In the 1851 directory listed Arney & Co., as patent gelatine makers, Common, Upper Mitcham.
In the 1846 Repertory of Patent Inventions, Gerard Andrew Arney is listed as a gentelman, living at Mare Street, Hackney, and his patent for …
Improvements in the preparation of gelatine, and Improvements in finig or clarifying liquids. Sealed January 20, 1846.
The London Gazette, Publication date:23 April 1852 Issue:21312 Page:1163 says that the firm was a partnership name Hammond, Arney and Co. and that this partnership was dissolved:
WE hereby give notice, that the Partnership heretofore subsisting between us the undersigned, under the firm of Hammond, Arney,and Co. Gelatine Manufacturers, of Mitcham Common, Surrey, was, on the 26th day of March last, dissolved by mutual consent.

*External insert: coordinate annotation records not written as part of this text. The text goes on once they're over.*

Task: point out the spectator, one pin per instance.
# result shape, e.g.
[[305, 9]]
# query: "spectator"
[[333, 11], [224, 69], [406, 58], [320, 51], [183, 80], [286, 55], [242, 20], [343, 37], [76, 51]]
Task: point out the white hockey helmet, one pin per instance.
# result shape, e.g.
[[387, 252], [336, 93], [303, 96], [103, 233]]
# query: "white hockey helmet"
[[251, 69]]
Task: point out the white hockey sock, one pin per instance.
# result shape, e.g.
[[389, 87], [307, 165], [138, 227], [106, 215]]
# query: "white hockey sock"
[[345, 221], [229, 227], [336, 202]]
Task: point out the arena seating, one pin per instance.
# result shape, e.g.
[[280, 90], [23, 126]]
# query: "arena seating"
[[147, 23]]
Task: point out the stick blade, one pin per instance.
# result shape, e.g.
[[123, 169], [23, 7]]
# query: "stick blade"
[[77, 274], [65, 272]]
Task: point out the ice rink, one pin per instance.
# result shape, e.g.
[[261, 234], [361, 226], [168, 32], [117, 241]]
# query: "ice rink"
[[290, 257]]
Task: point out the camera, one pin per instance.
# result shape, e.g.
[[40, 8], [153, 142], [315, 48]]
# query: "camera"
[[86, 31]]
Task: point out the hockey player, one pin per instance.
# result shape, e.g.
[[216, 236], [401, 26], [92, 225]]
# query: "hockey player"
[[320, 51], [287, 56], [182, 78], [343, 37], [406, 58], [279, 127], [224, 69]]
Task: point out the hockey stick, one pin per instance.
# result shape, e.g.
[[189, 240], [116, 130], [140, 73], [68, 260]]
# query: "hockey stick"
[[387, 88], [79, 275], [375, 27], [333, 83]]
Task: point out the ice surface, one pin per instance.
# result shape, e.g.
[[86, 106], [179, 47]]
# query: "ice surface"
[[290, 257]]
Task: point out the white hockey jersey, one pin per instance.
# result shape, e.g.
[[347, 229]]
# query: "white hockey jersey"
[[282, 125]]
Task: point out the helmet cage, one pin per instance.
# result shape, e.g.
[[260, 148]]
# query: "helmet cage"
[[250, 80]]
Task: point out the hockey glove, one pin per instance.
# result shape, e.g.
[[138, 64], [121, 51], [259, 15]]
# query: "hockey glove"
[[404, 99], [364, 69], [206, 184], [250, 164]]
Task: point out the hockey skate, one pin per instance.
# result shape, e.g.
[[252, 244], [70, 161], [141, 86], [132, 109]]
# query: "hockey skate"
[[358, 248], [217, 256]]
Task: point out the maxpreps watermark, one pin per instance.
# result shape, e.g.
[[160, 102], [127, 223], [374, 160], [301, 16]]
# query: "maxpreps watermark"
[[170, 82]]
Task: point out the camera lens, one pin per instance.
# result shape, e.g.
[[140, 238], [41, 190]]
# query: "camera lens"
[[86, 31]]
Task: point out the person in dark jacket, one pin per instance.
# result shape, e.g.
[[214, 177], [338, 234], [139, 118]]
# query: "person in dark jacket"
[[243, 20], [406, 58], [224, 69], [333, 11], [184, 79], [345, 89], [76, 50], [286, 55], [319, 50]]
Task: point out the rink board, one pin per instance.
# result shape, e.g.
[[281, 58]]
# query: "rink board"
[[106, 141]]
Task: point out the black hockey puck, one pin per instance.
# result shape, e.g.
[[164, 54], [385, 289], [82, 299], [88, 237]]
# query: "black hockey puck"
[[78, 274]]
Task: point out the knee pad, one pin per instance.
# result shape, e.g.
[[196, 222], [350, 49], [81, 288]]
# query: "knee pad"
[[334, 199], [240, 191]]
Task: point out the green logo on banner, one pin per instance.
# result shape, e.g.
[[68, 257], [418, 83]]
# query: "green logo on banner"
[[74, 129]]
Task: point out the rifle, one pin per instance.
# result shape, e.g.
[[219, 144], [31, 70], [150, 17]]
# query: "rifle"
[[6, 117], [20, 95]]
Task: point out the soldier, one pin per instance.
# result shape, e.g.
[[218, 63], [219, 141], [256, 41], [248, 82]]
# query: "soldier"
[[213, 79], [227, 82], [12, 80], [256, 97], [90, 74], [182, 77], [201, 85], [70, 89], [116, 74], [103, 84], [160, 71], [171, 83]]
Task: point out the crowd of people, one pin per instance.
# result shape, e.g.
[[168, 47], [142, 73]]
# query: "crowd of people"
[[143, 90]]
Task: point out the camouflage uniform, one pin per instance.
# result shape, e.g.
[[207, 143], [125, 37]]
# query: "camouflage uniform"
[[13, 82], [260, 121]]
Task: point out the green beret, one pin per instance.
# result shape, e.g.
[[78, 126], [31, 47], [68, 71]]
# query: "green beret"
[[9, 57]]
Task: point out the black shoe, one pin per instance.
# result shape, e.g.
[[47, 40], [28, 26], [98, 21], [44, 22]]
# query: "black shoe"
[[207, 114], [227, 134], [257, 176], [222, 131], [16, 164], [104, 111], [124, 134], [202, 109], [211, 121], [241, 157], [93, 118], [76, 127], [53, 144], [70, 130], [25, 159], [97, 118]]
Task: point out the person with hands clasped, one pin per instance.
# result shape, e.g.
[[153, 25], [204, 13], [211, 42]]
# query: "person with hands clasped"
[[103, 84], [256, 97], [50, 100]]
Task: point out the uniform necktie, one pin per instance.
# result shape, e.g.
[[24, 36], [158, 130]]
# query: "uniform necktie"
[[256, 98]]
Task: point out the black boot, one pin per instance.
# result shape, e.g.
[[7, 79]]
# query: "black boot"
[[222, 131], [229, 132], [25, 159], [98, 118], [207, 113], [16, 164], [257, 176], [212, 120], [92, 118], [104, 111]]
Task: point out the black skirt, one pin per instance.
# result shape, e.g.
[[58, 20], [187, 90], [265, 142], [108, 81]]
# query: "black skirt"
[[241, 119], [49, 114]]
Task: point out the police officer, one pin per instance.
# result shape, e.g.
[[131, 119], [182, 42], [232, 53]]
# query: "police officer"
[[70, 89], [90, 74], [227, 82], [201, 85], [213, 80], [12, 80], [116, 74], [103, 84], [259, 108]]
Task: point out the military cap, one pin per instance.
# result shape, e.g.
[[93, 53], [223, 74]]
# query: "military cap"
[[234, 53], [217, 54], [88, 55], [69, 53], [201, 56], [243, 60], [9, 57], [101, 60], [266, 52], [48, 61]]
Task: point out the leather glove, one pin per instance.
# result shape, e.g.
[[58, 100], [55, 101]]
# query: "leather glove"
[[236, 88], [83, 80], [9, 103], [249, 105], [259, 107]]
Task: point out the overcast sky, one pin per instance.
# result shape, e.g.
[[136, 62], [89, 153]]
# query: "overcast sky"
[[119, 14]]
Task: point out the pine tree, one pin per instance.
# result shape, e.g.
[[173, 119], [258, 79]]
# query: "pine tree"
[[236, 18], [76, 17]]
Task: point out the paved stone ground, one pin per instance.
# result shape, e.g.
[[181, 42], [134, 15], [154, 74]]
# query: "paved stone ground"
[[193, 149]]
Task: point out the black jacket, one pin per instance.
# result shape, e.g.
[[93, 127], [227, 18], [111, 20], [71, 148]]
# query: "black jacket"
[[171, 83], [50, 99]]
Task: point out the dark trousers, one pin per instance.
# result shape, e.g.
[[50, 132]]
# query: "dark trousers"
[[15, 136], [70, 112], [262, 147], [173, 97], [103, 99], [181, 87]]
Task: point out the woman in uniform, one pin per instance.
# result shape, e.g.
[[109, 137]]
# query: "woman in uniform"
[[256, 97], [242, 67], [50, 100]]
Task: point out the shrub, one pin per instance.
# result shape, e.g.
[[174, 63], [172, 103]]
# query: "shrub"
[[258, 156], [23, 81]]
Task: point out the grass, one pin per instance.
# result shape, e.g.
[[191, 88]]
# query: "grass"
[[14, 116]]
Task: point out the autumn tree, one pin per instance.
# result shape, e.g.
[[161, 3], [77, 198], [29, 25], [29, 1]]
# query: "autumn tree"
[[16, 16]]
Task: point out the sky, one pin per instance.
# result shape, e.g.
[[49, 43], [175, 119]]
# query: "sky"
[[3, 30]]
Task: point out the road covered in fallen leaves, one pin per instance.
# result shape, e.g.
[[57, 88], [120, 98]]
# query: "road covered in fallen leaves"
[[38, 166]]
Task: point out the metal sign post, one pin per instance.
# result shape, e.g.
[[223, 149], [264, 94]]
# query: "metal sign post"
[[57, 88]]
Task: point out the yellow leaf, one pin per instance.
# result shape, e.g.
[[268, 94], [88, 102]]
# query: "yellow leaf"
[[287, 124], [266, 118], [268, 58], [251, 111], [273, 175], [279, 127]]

— Dated this 17th day of April 1852. Edward Hammond, Gerard Andrew Arney.
In the London Gazette later that year, the Patents Act published the patent as number 375 awarded to:
Gerard Andrew Arney, of Mitcham, in the county of Surrey, Gelatine Manufacturer, for the invention of improvements in coating or enamelling pictures, prints, paper, and other surfaces.
London Gazette, Publication date:29 October 1852 Issue:21374 Page:2843
Eric Montague, in his Mitcham Histories: 13 Willow Lane and Beddington Corner, page 98, said:
The gelatin works, remembered by Cecil Cox from his childhood in the 1840s and 50s, were leased from Cox by Gerard Arney, who, with his mother, Mrs Maria Arney, lived at Willow Lodge at the end of what today is now Arney’s Lane. The factory in 1853 had a wheel developing six hp driven by water conducted from the Wandle at Beddington Corner. Frederick Braithwaite, who visited the premises in the early 1850s, described the arrangements for supplying water to the factory as commencing with two small culverts passing underground before flowing into broad ditches to the north of a triangular island used as an osier bed. There was a fall of 18 inches which, with surface water draining from adjoining land, supplied the mill head. Arney and Company, patent gelatine makers do not seem to have lasted beyond the early 1860s, and the OS map of 1867 marks merely Willow Cottage and what appear to be two small cottages at the end of the lane from the Carshalton Road. All had disappeared completely by the 1970s, when the site was occupied in part by MJ Gleeson Ltd, builders, and partly by C Barber and Sons, haulage contractors.